Secure ripping

Discuss the current and future development of Max.
Post Reply
User avatar
sbooth
Site Admin
Posts: 2445
Joined: Fri Dec 23, 2005 7:45 am
Location: USA
Contact:

Secure ripping

Post by sbooth » Mon Jan 23, 2006 9:36 pm

Now that I believe the bugs are ironed out in the 0.5 release series :wink:, I am going to start on writing (from scratch) a secure ripper à la EAC.

But, I am no expert so I am requesting some feedback or referrals to people who may know.

I understand the principle is to read a CD sector as many times as required until a level of certainty is obtained that the data extracted is "true". A CD sector is 2352 bytes, or 18816 bits. I'm a little rusty on probability, so my question is this: what is a mathematically correct algorithm for determining if the sector is correctly extracted?

I know there is more to it than that, though, with C2 error correction and such.

Any information or pointers to information would be much appreciated.

Maurits
Posts: 117
Joined: Sun Jan 29, 2006 1:36 pm
Location: London, Europe

Check out PyRipper thread on HA.org

Post by Maurits » Sun Jan 29, 2006 2:06 pm

You could check out this thread on Hydrogenaudio.

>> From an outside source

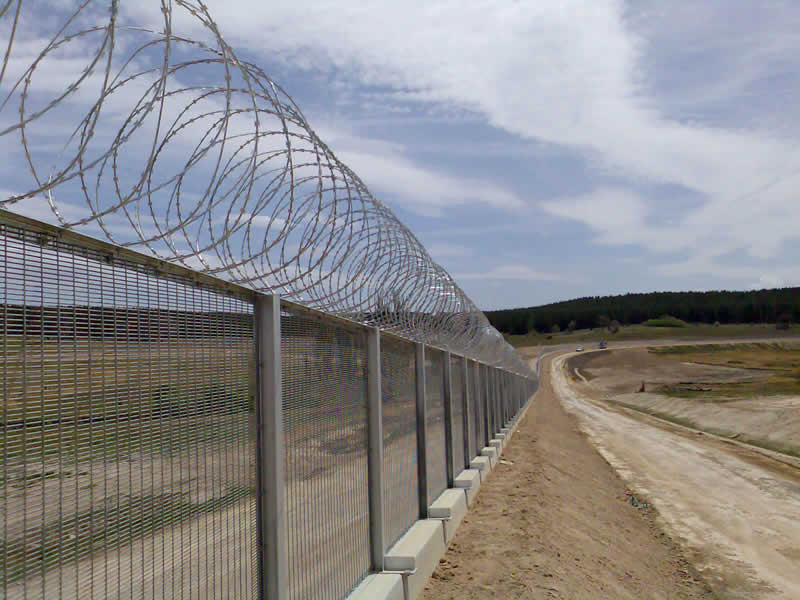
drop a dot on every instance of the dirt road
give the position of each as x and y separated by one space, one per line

It's about developing a secure ripper for Linux and OS X and has a lot of background info on how to bypass hardware-caches in modern CD/DVD drives.

someone
Posts: 7
Joined: Mon Feb 13, 2006 5:47 am

Post by someone » Mon Feb 13, 2006 5:55 am

I believe there were patches which allowed CDParanoia to bypass CD drive cache. While I understand that it is very difficult to read code written by other, I would still suggest you to look at the source code of cdparanoia and build on top of it. There are interests in hydrogenaudio forum to continue the project, so you might want to contact these people.

Also, consider other options as well. Pyripper/Rubyripper uses the rip and test technique, which I mentioned to you in my bug report. For that, you probably want to use a *less* reliable ripping method and ignore all error reporting.

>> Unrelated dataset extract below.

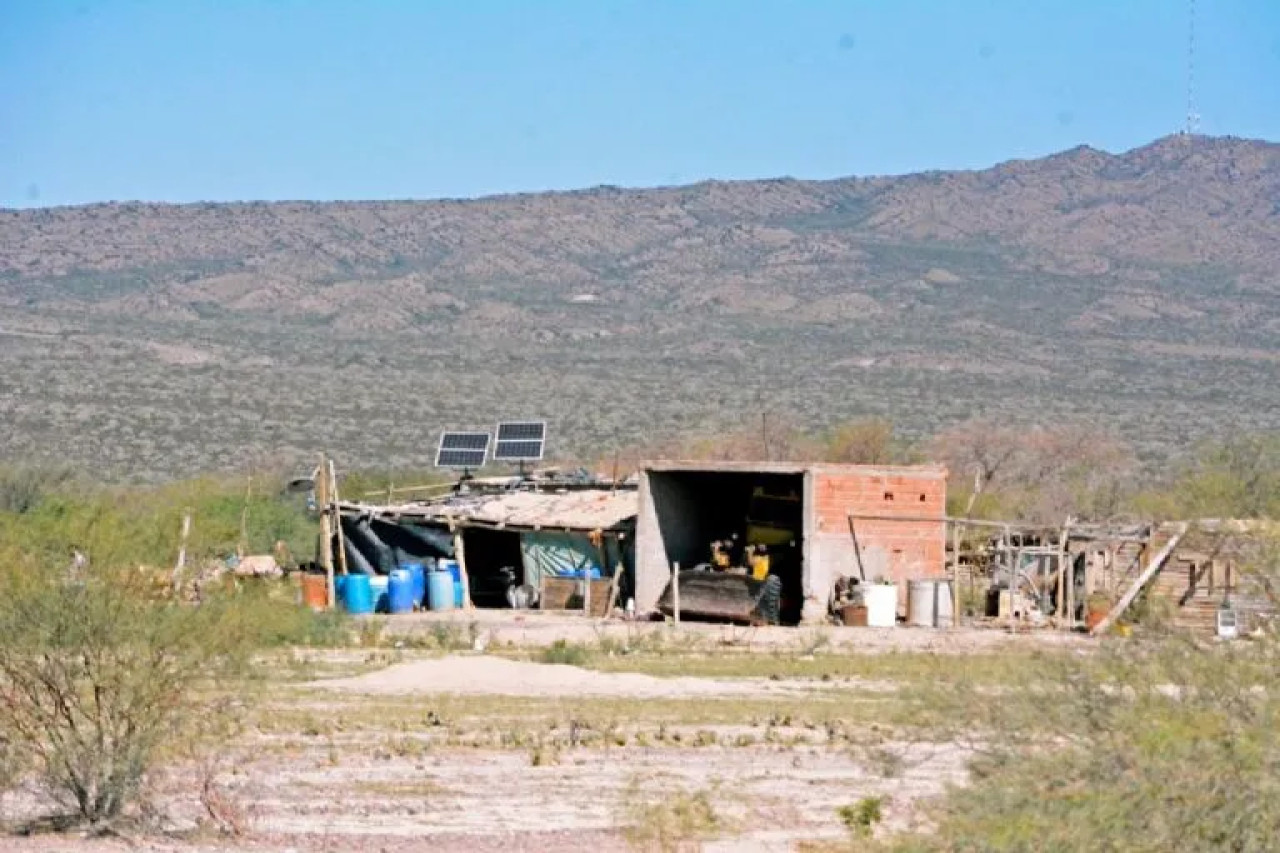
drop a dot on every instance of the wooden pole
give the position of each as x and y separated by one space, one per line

Lastly, you can try to rip 4-6mbs at once, which might also allow you to bypass the drive cache.

User avatar
sbooth
Site Admin
Posts: 2445
Joined: Fri Dec 23, 2005 7:45 am
Location: USA
Contact:

Post by sbooth » Tue Feb 14, 2006 5:21 am

I've been working on this and have hit some fairly large problems.

First of all, it seems that on OS X there is no good way to do exactly what I am trying to do. I've tried using the STUC MMC commands, but they fail for CDDA (not all; but the ones I am interested in, such as READ_12). I am able to use STUC for the READ CD command, but there is no force unit access (FUA) for that particular one. Ideally I want to use the READ_12, but as I said this seems to be unavailable for CDDA discs. So currently I am stumped...

User avatar
sbooth
Site Admin
Posts: 2445
Joined: Fri Dec 23, 2005 7:45 am
Location: USA
Contact:

Post by sbooth » Tue Feb 14, 2006 5:30 am

someone wrote:I believe there were patches which allowed CDParanoia to bypass CD drive cache. While I understand that it is very difficult to read code written by other, I would still suggest you to look at the source code of cdparanoia and build on top of it. There are interests in hydrogenaudio forum to continue the project, so you might want to contact these people.
I have actually done this, to a certain degree. The problem I've had is that this code is targeted towards a linux-type environment with certain ioctls that don't exist on OS X. So to get it to run requires a port and the necessary features are not in place in OS X to do the port! A giant circle of sorts. There is a good chance I am missing something, though, since I am very new to IOKit programming. Any help would be appreciated.
someone wrote:Also, consider other options as well. Pyripper/Rubyripper uses the rip and test technique, which I mentioned to you in my bug report. For that, you probably want to use a *less* reliable ripping method and ignore all error reporting.
I've grabbed some code that computes the sha256 of arbitrary memory blocks; I have a prototype that extracts some data from a cd and computes the sha256 of the data. Then it does it over again, and compares the two hashes. The problem I've had with this is (again!) that the cache seems to be supplying the data, which basically invalidates the error checking. D'oh!
someone wrote:Lastly, you can try to rip 4-6mbs at once, which might also allow you to bypass the drive cache.
This would probably work, on drives with smaller caches than the chunk size. This seems a bit 'hackish' to me but I guess if it would work, and nothing else seems to...

someone
Posts: 7
Joined: Mon Feb 13, 2006 5:47 am

Post by someone » Wed Feb 15, 2006 6:41 am

sbooth wrote: I've grabbed some code that computes the sha256 of arbitrary memory blocks; I have a prototype that extracts some data from a cd and computes the sha256 of the data. Then it does it over again, and compares the two hashes. The problem I've had with this is (again!) that the cache seems to be supplying the data, which basically invalidates the error checking. D'oh!
Actually, what I really meant is to rip whole tracks in burst mode and compute hash for it. If any subsequent rerip results in the same hash, then that rip will be accepted. I don't believe the hardware cache of any CD drvie can hold a whole track.

someone
Posts: 7
Joined: Mon Feb 13, 2006 5:47 am

Post by someone » Wed Feb 15, 2006 6:54 am

This might be your only option:

http://tinyurl.com/9kuh3

User avatar
sbooth
Site Admin
Posts: 2445
Joined: Fri Dec 23, 2005 7:45 am
Location: USA
Contact:

Post by sbooth » Thu Feb 16, 2006 7:17 pm

It seems ridiculous that one would have to write an in-kernel device driver just to read uncached audio from an MMC-compatible device.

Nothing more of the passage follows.